Bum Briefing #3

For those who might not know, I was born in 1981. That has put me in an interesting demographic that a lot of people can relate to. The Oxford dictionary officially calls us Xennials https://en.wikipedia.org/wiki/Xennials and encompasses people born between 1977 and 1985. The best definition I read was we grew up analog but graduated digital. There was no internet when we were kids, we just went outside and threw rocks at trees. By the time I graduated college with an IT degree, not only had the internet been invented but I missed the peak and the dotcom bubble burst leaving me to be a mechanic for a few more years.

This week, I had a stumble rounding the first corner in my marathon cancer treatment. Chemo is basically an atomic bomb going off in your body, then it’s supposed to bounce back before getting another round. I was supposed to start my second round of chemo Monday. Each visit, they start with labs, and my blood work came back with a specific white blood cell called the neutrophil down around 300. The oncologist said at the time they’d like them to be 500-1000 to do chemo again, and started to send me home. After that it was an emotion that’s hard to explain or reconcile. I was bummed to not get chemo. Yes you read that right, it’s one of the many things that are hard or impossible to explain.

They sent us home saying I need to watch my temp and if I have a fever of 100.8 I should call the on-call oncologist team. We didn’t have a thermometer so they sent us home with what could best be described as a happy meal toy. I had a mild headache that afternoon so I took some Tylenol, but I checked my temp before I took it and it was 98.6, oddly perfect but I felt fine. Later on after making dinner I felt hot, thought it might have been the oven but still checked my temp. This time it was 100.5, not quite to what they told me was bad but not good. A debate ensued between Beth and I on how to use this happy meal toy. Beth correctly won this debate and I called the on-call oncologist who said I should go to the UW Hospital ER to get checked out to be sure I don’t have an infection.

Now if you have a debilitating phobia of needles and overall uncomfortable feeling in hospitals, I do not recommend going to a level 1 trauma emergency room. Thankfully, nothing happened while I was there but you can tell they are set up for the worst. For the first time I got asked “Can we take your blood pressure with your legs if needed?”. Well I naively asked “Why would you need to do that?” To which she responded “Not everyone has arms that comes in here”. Thankfully all my vitals were good, I didn’t have a fever anymore when I got to the ER but my blood pressure has now since risen to heights rivaled by the SpaceX Falcon Heavy.

They ended up admitting me to the hospital for observation out of what they said was an abundance of caution. I think they ran almost every test you can think of, blood cultures, EKGs, chest X-rays, etc.

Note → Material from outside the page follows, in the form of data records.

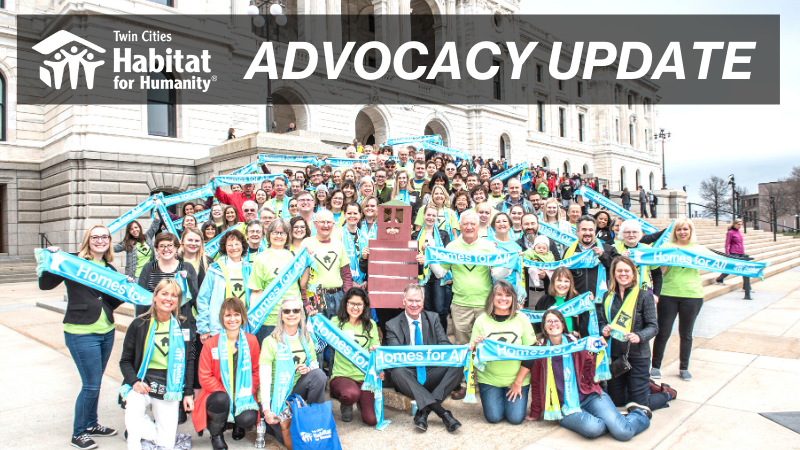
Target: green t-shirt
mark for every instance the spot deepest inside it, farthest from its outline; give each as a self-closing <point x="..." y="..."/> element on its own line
<point x="517" y="330"/>
<point x="101" y="326"/>
<point x="330" y="258"/>
<point x="143" y="255"/>
<point x="267" y="266"/>
<point x="471" y="284"/>
<point x="341" y="366"/>
<point x="269" y="350"/>
<point x="683" y="282"/>
<point x="160" y="356"/>
<point x="445" y="214"/>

What they ended up finding is I had a bowel infection called CDIFF. It tends to affect people with weakened immune symptoms and the staff of course told me the plethora of ways I could have gotten it. But afterwards I had multiple people tell me, you definitely got that from the hospital, they just won’t admit that.

Those of you who have had hospital stays can relate to the days following. For those who have not, the best description we came to is it’s like a weird combination of a low end all-inclusive resort and a penitentiary. You can order whatever you want, as long as it meets your dietary restrictions in their system, as much as you want, three times a day. But the food is mediocre and there is no alcohol. Because of COVID and my condition I was not allowed to leave the unit on my floor. We were not told about this the first night and broke the rules pretty badly the first trip to stretch my legs. Not long after getting yelled at twice, there were signs everywhere saying “No Patients Beyond This Point”. There’s the penitentiary part.

The stay basically consisted of constantly getting my vitals taken, blood drawn every day for testing and taking antibiotics until my numbers were high enough to go home. Apparently the majority of patients are not Xennials because I was warned this liquid antibiotic was terrible and most people hated it. To me it took me back to college and tasted like a shot of UV Grape Vodka. By the end of the stay I was really channeling my analog youth and playing with the bubbles in my IV line. I was told it’s not a problem as long as the whole line isn’t full of air, but my OCD made me get rid of all the bubbles.

I got out of the hospital Thursday, they’re keeping my rescheduled Chemo appointment for tomorrow because they want to keep being aggressive with my cancer. I appreciate their urgency and I’m doing all I can, which I’m told is pretty much nothing. We’re learning that cancer is like taking quizzes you can’t study for and you don’t know what’s going to be on them. And sometimes you fail, having to retake it a week later.

1 Comment on “Bum Briefing #3

  1. Thank you for sharing with us!
    I’m unsure how to feel about the nurse question related to taking your blood pressure using legs because not everyone has arms. My initial reaction was well, can’t you visually tell if someone has arms?? but then fake arms perhaps have come a long way and perhaps this is just an inclusive respectful way to address people with any type of arm???